KUALA LUMPUR (Jan 9): Malaysia’s stock market will have little upside ahead following strong run-up even as economic growth remains intact, HSBC flagged on Thursday.
Valuations are not as appealing, especially when compared to elsewhere in Asean, HSBC said in a note. Malaysia’s growth story has also been fully taken into account as institutional funds have also stepped up their exposure to Malaysia since mid-2023 to a five-year high, the bank noted.
“This limits how much further they can go,” HSBC said and kept its rating for Malaysia at "neutral" with end-2025 FBM KLCI target of 1,850.
The benchmark index ended 2024 as one of the best-performing markets in Asia with a nearly 13% gain, thanks to robust corporate earnings, renewed foreign inflows, and optimism surrounding Malaysia’s economic growth trajectory.
The rally in 2024 sent KLCI’s valuations to 14 times the forward earnings, around its five-year average.

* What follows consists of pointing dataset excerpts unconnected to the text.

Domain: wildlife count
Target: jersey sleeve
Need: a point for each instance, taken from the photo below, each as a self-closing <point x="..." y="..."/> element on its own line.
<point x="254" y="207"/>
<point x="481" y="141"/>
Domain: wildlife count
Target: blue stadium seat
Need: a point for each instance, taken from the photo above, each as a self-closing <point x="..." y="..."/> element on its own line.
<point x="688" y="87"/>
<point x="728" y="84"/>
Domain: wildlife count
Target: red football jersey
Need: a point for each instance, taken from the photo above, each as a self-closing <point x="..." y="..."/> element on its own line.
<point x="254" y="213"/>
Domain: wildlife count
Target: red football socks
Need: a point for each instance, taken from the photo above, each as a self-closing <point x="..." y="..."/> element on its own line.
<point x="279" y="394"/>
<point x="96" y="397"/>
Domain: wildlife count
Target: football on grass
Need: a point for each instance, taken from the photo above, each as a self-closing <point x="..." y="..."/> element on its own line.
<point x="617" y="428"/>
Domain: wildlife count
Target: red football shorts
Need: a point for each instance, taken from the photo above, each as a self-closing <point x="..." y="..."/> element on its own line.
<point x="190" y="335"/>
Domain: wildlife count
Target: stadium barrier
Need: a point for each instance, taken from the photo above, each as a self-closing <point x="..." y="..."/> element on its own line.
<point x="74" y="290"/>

Equipment makers, chip designers, testers, construction companies, and power producers are benefitting from an inflow of foreign investment, HSBC said.
Malaysia is also well-positioned to benefit from the rise in data centres amid demand for cloud and artificial intelligence services and large tech companies are already investing heavily in the market, the bank said. “We believe utilities and industrials are best placed to benefit from this,” it added.
Malaysia is a key cog in the global tech supply chain, home to the facilities of some of the world’s largest electrical and electronic giants including Intel, NEC Corporation, and B Braun.
Several European and US companies have also recently decided to move to or expand their manufacturing facilities in the country amid ongoing trade tensions.